Removing non-detectable resource identifiers from the performance monitoring tool database

Every metric value stored in the database is associated with a metric name and resource identifier (single entity). However, the performance monitoring tool does not perform detectability check of stored entities. The identifiers of deleted and renamed resources remain in the database forever. The missing identifiers that do not return any value over the retention period of 14 days can be reviewed and deleted by using the mmperfmon command.

In order to avoid deleting temporarily missing identifiers, all entities that are not detectable are retained for the time period of 14 days. If the retention period has expired, and no values have been returned for the undetectable entity for over 14 days, it is listed on expiredKeys list and can be deleted.

Follow the given steps to clean up the performance monitoring tool database:

  1. To view expired keys, issue the following command:
    mmperfmon query --list=expiredKeys
    The system displays output similar to this:
    
    Found expired keys:
    test_nodename|GPFSFilesystem|gpfsgui-cluster-2.novalocal|fs1
    test_nodename|GPFSFilesystem|gpfsgui-cluster-2.novalocal|fs2
    test_nodename|GPFSFilesystemAPI|gpfsgui-cluster-2.novalocal|fs2
    test_nodename|GPFSFilesystemAPI|gpfsgui-cluster-2.novalocal|fs1
    test_nodename|GPFSFilesystem|gpfsgui-cluster-2.novalocal|gpfs0
    test_nodename|DiskFree|/mnt/gpfs0
    test_nodename|Netstat
    test_nodename|GPFSFilesystem|gpfsgui-cluster-2.novalocal|objfs
    test_nodename|GPFSVFS
    test_nodename|GPFSNode
    test_nodename|GPFSFilesystemAPI|gpfsgui-cluster-2.novalocal|gpfs0
    test_nodename|GPFSFilesystemAPI|gpfsgui-cluster-2.novalocal|objfs
    test_nodename|DiskFree|/gpfs/fs2
    test_nodename|DiskFree|/gpfs/fs1
    test_nodename|GPFSRPCS
    test_nodename|CPU
    test_nodename|GPFSNodeAPI
    test_nodename|Load
    test_nodename|DiskFree|/mnt/objfs
    test_nodename|Memory
    
  2. To delete expired key, issue the following command:
     mmperfmon delete --key ‘test_nodename|DiskFree|/mnt/gpfs0‘
    The system displays output similar to this:
    Check expired keys completed. Successfully 3 keys deleted.
  3. For the automatic deletion of the performance monitoring keys for non-detectable resources, enable a new automated clean-up job (PerfKeyThread). By default, the job is disabled. But, it can be enabled to run every 7 days on the cluster manager node, which is cluster state manager (CSM). Complete the following steps to disable or enable the automatic deletion of performance monitoring keys for a non-detectable resource:
    1. To enable the deletion of performance monitoring keys to run for every 7 days automatically, issue the following command:
       mmchconfig mmhealth-retention-perfkeythread_days=7 --force
      To restart the performance monitoring on the CSM node, issue the following command:
      # systemctl restart mmsysmon
    2. To disable deletion of the expired keys, issue the following command:
       mmchconfig mmhealth-retention-perfkeythread_days=0 --force
      To restart the performance monitoring on the CSM node, issue the following command:
      # systemctl restart mmsysmon
    Important: It is recommended to enable the PerfKeyThread parameter on storage clusters that are used for the IBM Storage Scale Container Native Storage Access or IBM Storage Scale Container Storage Interface driver remote mount. Because Kubernetes persistent volumes (PV) and the resulting IBM Storage Scale Container Storage Interface driver filesets are stored temporary on the clusters but their historical data is stored in the pmcollector database of the performance monitoring.

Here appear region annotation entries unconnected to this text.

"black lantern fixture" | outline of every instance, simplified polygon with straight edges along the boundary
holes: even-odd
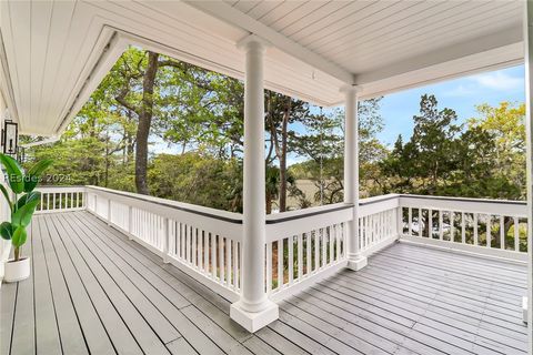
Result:
[[[2,130],[3,153],[9,155],[17,155],[18,144],[19,124],[11,120],[4,120]]]

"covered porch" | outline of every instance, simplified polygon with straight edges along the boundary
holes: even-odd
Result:
[[[227,297],[93,211],[30,230],[32,277],[1,291],[2,354],[526,354],[525,265],[393,243],[250,334]]]
[[[128,45],[245,90],[243,214],[40,189],[31,280],[0,292],[2,354],[531,354],[531,102],[527,202],[360,200],[358,145],[366,98],[525,62],[530,100],[525,3],[2,2],[0,111],[19,133],[60,136]],[[344,104],[343,203],[265,215],[265,88]]]

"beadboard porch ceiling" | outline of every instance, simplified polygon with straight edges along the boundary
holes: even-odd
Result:
[[[235,78],[271,43],[265,87],[320,104],[523,60],[521,1],[2,1],[0,90],[21,132],[64,130],[129,44]]]

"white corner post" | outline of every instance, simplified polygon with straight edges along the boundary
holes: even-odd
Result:
[[[244,172],[243,242],[241,297],[230,308],[230,316],[249,332],[278,320],[278,305],[264,286],[265,196],[264,196],[264,43],[250,36],[239,47],[244,49]]]
[[[525,134],[526,134],[526,178],[527,178],[527,300],[524,300],[524,313],[527,315],[527,354],[533,355],[533,1],[525,1],[524,9],[525,47]]]
[[[358,271],[366,266],[359,240],[359,120],[358,88],[346,87],[344,109],[344,203],[353,204],[353,217],[348,222],[348,268]]]

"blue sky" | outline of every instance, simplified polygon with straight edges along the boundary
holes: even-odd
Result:
[[[385,95],[380,109],[384,120],[384,129],[378,135],[381,142],[392,146],[399,134],[402,134],[404,141],[411,138],[413,115],[419,113],[420,98],[424,93],[434,94],[440,109],[455,110],[457,121],[464,122],[476,115],[475,106],[481,103],[497,105],[502,101],[524,102],[524,67],[484,72]],[[318,113],[318,108],[312,111]],[[291,129],[300,131],[302,126],[293,125]],[[178,153],[180,151],[177,146],[169,146],[161,139],[153,140],[153,143],[155,144],[152,152]],[[292,165],[308,159],[308,156],[290,153],[288,164]]]
[[[404,140],[411,136],[412,118],[419,113],[420,97],[424,93],[434,94],[441,109],[455,110],[459,121],[464,122],[476,115],[475,105],[477,104],[497,105],[502,101],[524,102],[524,67],[485,72],[384,97],[380,111],[385,128],[379,134],[383,143],[393,144],[399,134],[402,134]]]

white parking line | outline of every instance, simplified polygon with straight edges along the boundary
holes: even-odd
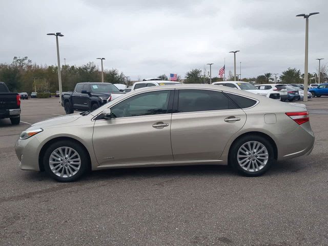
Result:
[[[28,122],[23,121],[22,120],[20,120],[20,122],[23,122],[23,123],[25,123],[26,124],[32,125],[31,123],[29,123]]]

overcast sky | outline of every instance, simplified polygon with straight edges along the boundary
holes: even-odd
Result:
[[[217,75],[225,58],[233,70],[237,53],[242,77],[280,74],[289,67],[304,72],[305,19],[310,18],[309,72],[316,58],[328,62],[328,1],[70,0],[0,1],[0,63],[27,56],[37,64],[56,64],[54,36],[60,32],[61,62],[88,61],[117,68],[135,80],[170,73],[183,77],[213,63]],[[239,72],[237,72],[239,73]]]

The following table shows you resource types and responsible sensors that are included in the detectability validation procedure.

Table 1. Resource types and the sensors responsible for them
Resource type Responsible sensors
Filesets data GPFSFileset , GPFSFilesetQuota
Filesystem inodes data GPFSInodeCap
Pools data GPFSPool, GPFSPoolCap
Filesystem mounts data DiskFree, GPFSFilesystem, GPFSFilesystemAPI
Disks and NSD data GPFSDiskCap, GPFSNSDDisk
Nodes data

CPU

GPFSNode

GPFSNodeAPI

GPFSRPCS

GPFSVFS

Load

Memory

Netstat

Note: The identifiers from Network, Protocols, TCT, and CTDB sensor data are not included in the detectability validation and cleanup procedure.